Flaubert Doğu yolculuğuna Revue de Paris’nin yazı iş­leri müdürü, aynı zamanda dostu Maxime Du Camp ile birlikte çıkmış­. Gustave Flaubert ve fotoğrafçı arkadaşı Maxime Du Camp’ın 18 aya varan Doğu’ya seyahatinin, 40 günü 12 Kasım – 23 Aralık 1850 tarihleri arası İstanbul’da geçer. Flaubert, Maxime Du Camp ve diğer arkadaşlarıyla birlikte Galata Genelevlerini, Topkapı Sarayı’nı, Ayasofya Müzesi’ni, Balat’taki Yahudi mahallelerini, Yerebatan Sarnıcı’nı, Galata Kulesi’ni, Sultanahmet Camisi gibi birçok tarihi mekânları geziyorlar. Maxime Du Camp İstanbul’u fotoğraflarla, Flaubert ise edebî olarak betimlerler. Flaubert de, Nerval gibi İstanbul’da Yahudi, Hıristiyan ve Müslüman toplumlarının bir arada rahat ve huzurlu yaşadıklarına tanık olur.

Maxime Du Camp İstanbul gezisinden çok zengin bir fotoğ­raf koleksiyonuyla döner, Flaubert bir dostuna yazdığı bir mektupta, İstanbul’dan ayrılışını şöyle anlatır: “İstanbul’a hoşça kalasın derken; geberircesine üzüntülüydüm. Hoşça kalın camiler… Hoşça kalın çarşaflı kadınlar… Hoşça kalın kahvelerdeki iyi yürekli Türkler… Beş hafta geçirdik İstanbul’da. Altı ay kalmak gerekirdi.”

Dünyanın başkenti

Fransız yazar, şair ve politikacı 1848’de gelişen Şubat Devrimi’nde önemli bir aktör olarak da yer alan Alphonse de Lamartine de İstanbul’un ziyaretçilerindedir. 20 Mayıs-23 Temmuz 1833 arasında yaklaşık iki ay İstanbul’da kalan Lamartine, şehrin hemen her yerini gezer; fakat günlerini umumiyetle Tarabya ve Büyükdere’de geçirir. 20 Mayıs 1833’te gemiyle İstanbul’a gelen Lamartine’in ilk dikkatini çeken şey Topkapı Sarayı ve Boğaz’ın şaheserliğidir. İstanbul’u “Dünyanın başkenti” ve “Beldeler Kraliçesi” olarak betimler; İstanbul’u Roma ve Napoli ile kıyaslar.

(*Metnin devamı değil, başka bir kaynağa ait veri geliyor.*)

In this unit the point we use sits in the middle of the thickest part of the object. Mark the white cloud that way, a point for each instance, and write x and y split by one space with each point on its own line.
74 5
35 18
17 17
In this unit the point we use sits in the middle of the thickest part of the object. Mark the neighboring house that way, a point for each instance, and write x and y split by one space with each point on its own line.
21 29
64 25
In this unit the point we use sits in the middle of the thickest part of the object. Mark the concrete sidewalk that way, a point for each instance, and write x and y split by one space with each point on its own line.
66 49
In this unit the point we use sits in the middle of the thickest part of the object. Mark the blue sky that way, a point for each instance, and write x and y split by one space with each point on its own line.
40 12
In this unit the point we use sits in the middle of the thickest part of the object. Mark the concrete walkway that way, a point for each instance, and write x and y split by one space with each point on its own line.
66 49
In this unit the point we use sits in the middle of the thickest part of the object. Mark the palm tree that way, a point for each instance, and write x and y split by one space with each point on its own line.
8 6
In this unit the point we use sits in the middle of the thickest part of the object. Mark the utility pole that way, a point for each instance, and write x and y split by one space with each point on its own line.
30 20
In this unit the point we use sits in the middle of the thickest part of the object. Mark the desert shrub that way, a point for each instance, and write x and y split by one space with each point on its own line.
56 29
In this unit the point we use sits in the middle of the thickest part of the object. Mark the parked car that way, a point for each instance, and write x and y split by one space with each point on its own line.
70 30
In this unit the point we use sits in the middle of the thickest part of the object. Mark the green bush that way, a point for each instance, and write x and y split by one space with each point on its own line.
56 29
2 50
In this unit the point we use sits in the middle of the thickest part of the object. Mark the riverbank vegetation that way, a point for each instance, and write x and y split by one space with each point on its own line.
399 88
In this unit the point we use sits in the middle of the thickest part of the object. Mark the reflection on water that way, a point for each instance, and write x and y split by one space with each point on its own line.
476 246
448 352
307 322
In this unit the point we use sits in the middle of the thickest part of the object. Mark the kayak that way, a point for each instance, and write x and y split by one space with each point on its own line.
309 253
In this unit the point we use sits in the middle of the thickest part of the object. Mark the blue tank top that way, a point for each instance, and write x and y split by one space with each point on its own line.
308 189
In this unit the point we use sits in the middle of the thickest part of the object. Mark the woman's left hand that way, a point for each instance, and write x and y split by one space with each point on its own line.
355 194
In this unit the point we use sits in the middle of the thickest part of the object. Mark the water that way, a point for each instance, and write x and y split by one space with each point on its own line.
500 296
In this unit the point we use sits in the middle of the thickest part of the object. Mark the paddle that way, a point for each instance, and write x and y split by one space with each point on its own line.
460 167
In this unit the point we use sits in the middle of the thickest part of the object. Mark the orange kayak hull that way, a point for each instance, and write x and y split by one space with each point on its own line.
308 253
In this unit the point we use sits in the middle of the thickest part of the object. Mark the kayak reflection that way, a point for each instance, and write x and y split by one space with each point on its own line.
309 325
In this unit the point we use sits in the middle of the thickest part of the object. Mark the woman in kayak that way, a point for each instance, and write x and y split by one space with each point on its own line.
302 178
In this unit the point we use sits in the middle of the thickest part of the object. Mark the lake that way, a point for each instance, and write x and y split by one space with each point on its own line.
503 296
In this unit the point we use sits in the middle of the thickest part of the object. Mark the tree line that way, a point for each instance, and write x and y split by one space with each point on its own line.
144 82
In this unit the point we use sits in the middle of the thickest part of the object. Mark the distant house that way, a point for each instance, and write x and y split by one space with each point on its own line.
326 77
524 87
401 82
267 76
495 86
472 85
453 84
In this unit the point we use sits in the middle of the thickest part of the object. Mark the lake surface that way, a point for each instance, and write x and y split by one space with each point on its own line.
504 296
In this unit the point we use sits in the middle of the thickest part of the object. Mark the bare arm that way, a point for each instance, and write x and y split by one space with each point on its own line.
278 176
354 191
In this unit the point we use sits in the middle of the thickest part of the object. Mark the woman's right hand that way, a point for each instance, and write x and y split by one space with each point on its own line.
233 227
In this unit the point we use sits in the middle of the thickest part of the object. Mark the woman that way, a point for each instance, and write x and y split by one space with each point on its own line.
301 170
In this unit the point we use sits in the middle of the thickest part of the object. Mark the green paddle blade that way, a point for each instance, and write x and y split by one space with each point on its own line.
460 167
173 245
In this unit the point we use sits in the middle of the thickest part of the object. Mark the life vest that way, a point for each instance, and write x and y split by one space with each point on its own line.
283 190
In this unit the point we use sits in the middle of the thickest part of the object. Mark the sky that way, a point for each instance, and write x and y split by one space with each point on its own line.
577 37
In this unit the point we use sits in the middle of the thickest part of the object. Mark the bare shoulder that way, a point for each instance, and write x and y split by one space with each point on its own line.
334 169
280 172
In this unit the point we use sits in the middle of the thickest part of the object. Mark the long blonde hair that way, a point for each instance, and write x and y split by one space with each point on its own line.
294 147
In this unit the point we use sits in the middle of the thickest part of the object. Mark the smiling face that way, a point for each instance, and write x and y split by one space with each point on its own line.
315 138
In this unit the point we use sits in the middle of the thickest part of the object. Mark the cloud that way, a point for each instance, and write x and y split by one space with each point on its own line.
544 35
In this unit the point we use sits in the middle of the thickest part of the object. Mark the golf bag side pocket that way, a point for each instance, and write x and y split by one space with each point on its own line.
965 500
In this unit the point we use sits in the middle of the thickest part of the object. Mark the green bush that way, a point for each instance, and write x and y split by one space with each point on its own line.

“Boğaz’ın manzarası karşısında gayr-i ihtiyari bir çığlık attım, Napoli Körfezi’ni ve bütün güzelliklerini ebediyen unuttum. Bu muhteşem ve zarif manzarayı herhangi bir şeyle ölçmek hilkate hakaret etmektir.”

Lamartine, daha geldiği gün ayağının tozuyla Habeş, Gürcü ve Çerkez kölelerin satıldığı bir esir pazarına gider. 18 Haziran’da Belgrad Ormanları’nı, Tarabya ve Büyükdere’yi gezen Lamartine, İstanbul’daki doğa güzelliğine, ormandaki kuş seslerine, gül kokularına ve temiz havaya hayran kalır. Lamartine’in özellikle İstanbul’da dikkatini çeken şeyler: Çeşme başlarında oturan yatan insanlar, Boğaz’daki kayıklar ve kayıkçılar, sokaklarda başıboş gezen kedi ve köpekler, esir pazarları, camları iç avluya bakan bahçeli Türk evleri, baharat kokulu çarşılar, ağızlarındaki nargilelerle kahvelerde oturanlar, mesire yerlerinde gezen ve eğlenen kadınlar ve duvarları hat sanatının muhtelif örnekleriyle süslenmiş büyük camilerdir.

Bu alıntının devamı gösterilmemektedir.